Il est important de réaliser ce qu’a représenté ce mouvement alternatif, comment les gens l’ont découvert et comment ils ont vécu cette musique inédite qui reposait, à ses débuts, sur le moment, sur l’instantané, et dont les événements qui la faisaient vivre duraient bien plus longtemps que les concerts traditionnels.

L’essentiel se passait pendant l’événement dont public et DJ étaient également les acteurs. Les DJ de l’époque n’étaient pas des stars, ils faisaient danser les gens sans chercher à se mettre en avant.
Il est étonnant de constater que 28 ans plus tard, en 2018, les mêmes DJ passent la même musique à des jeunes qui ont vingt ans aujourd’hui et qui la découvrent avec la fraîcheur de quelque chose de nouveau. Ceci est vraisemblablement lié aux BPM, à ces battements primaires qui créent un effet tribal, de « messe », un effet intemporel et communautaire.

Même informel, ce mouvement musical de départ a toujours existé en se scindant et en « faisant des petits » à travers différents types de musique.

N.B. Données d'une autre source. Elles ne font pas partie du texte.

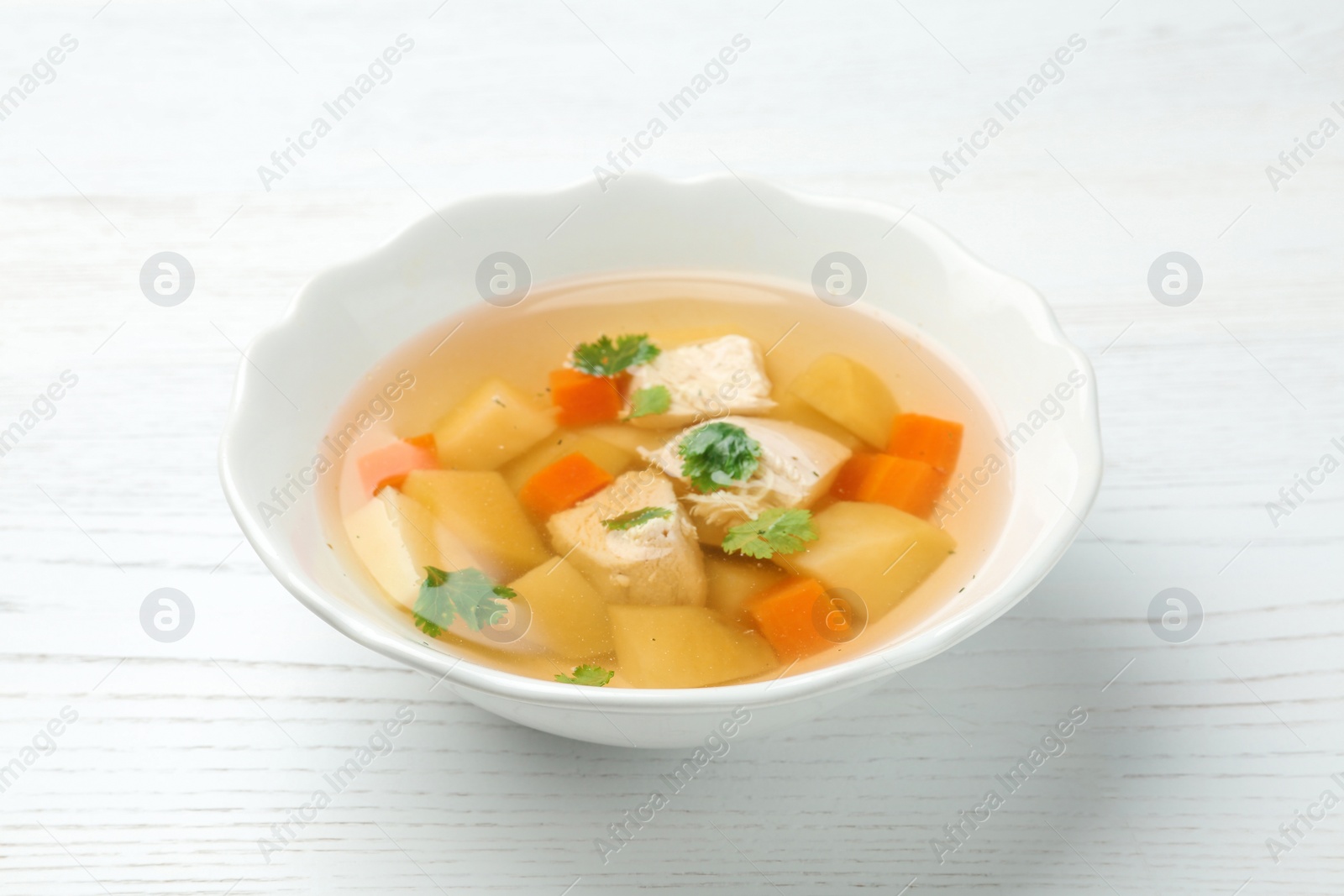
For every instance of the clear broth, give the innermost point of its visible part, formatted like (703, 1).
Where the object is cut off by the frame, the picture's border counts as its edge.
(522, 344)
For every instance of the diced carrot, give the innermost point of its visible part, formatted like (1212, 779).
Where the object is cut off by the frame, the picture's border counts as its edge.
(797, 620)
(425, 441)
(586, 399)
(882, 479)
(562, 485)
(848, 483)
(934, 441)
(390, 464)
(907, 485)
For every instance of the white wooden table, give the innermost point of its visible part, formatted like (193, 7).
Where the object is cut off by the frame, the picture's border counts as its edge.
(185, 757)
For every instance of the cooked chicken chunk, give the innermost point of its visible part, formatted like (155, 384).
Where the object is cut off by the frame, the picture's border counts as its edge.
(796, 468)
(706, 379)
(655, 563)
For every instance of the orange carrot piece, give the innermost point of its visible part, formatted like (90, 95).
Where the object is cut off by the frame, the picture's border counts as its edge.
(586, 399)
(425, 441)
(562, 485)
(882, 479)
(934, 441)
(797, 620)
(390, 464)
(907, 485)
(848, 484)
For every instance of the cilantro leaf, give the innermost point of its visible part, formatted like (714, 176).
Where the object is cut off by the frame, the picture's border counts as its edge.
(605, 358)
(467, 594)
(718, 454)
(636, 517)
(776, 531)
(586, 674)
(655, 399)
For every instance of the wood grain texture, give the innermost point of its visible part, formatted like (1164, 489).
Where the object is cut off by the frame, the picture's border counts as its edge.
(186, 755)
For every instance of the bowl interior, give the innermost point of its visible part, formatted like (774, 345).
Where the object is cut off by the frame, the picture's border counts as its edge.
(996, 329)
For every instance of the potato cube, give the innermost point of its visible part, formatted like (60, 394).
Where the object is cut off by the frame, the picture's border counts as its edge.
(479, 508)
(396, 537)
(491, 427)
(612, 458)
(685, 647)
(875, 551)
(568, 617)
(851, 396)
(732, 580)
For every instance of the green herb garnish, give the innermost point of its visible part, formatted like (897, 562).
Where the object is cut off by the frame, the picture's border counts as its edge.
(718, 454)
(586, 674)
(467, 594)
(605, 358)
(636, 517)
(655, 399)
(776, 531)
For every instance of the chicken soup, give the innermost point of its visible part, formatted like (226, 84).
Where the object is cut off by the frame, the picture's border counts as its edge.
(667, 483)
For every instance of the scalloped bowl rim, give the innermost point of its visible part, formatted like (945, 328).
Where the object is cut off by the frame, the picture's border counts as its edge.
(848, 673)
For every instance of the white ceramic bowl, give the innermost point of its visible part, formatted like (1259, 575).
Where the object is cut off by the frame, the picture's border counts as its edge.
(346, 320)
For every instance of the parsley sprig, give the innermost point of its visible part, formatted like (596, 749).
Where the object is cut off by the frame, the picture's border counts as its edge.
(636, 517)
(586, 674)
(718, 454)
(655, 399)
(776, 531)
(467, 594)
(605, 358)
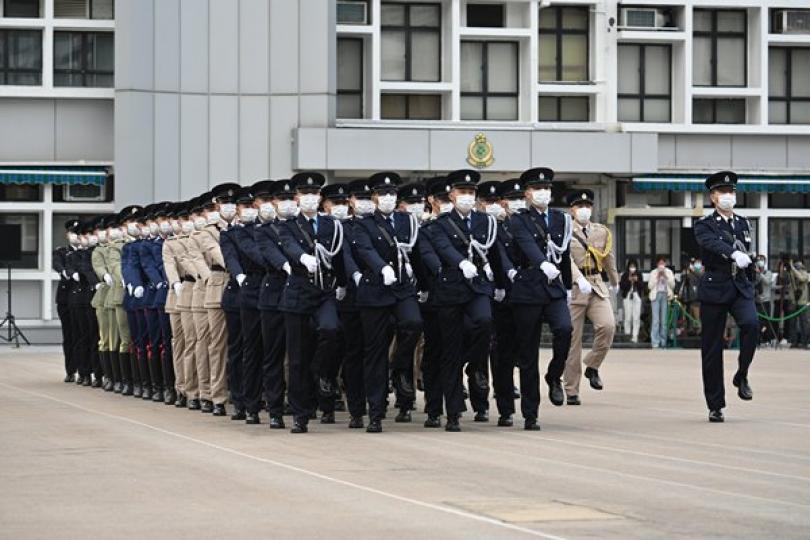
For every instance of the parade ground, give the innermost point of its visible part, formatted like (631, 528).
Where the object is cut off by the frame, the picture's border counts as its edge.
(637, 460)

En 91, il y a réellement eu la naissance d’un phénomène à travers des soirées folles perdues dans « la pampa » française. Cet enthousiasme communautaire vit et est encore nécessaire dans une société qui se crispe, qui repose de plus en plus sur une approche gestionnaire et technocratique. Ceci explique vraisemblablement pourquoi les jeunes d’aujourd’hui envient la musique des actuels cinquantenaires.
Il faut leur raconter toute cette histoire, savoir aussi si cette musique leur dit aujourd’hui les mêmes choses que dans les années 90, ce qu’elle représente. En l’absence d’enregistrements, chaque soirée était unique et il fallait y donner le meilleur de soi-même. La technique, la reproduction…ont tout bouleversé.

Il y a aujourd’hui une recherche de l’exigence et de la vérité d’autrefois à travers ce type de musique.